Beachy Head Review

Review by Ed Ballard | 07 Aug 2009

In the first few minutes of Beachy Head, two film-makers find something chilling among the hours of footage they've recorded on the eponymous Sussex suicide spot: a man walks to the edge of the cliff, removes his jacket and boots, and steps into space. After a few seconds, one asks the other, "shall we watch it again?" It's a great moment, and captures the best qualities of this black comedy about our fascination with death.

Contacting the grieving widow, the film-makers begin planning a film which commodifies her grief with pretty lighting and an emotional soundtrack. These scenes, as the filmmakers try to impose their vision of suicide onto the sad reality, are wittily scripted and well performed; their morbid fascination with suicide contrasts well with Hannah Barker's down-to-earth pathologist. However, the play is weaker as a psychodrama about depression, and worse still as an examination of the suicidal act itself.

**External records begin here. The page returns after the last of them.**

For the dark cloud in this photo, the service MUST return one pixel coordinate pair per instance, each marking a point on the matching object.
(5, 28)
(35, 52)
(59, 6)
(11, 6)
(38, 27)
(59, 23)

Some set pieces are heavy-handed, such as when Steven, the dead man, reanimates to recite his final diary entry – itself too mawkish to capture the desperation of someone about to take his own life. But there are snatches of the quality which earned this company a Fringe First award in 2007. The moment when the deceased wanders onstage, only to advise his wife to check out a dodgy light-fitting, is unexpectedly touching; so is a hopeless phonecall Steven makes to a depression helpline moments before his jump. Such moments redeem Beachy Head, even if it's not a complete success.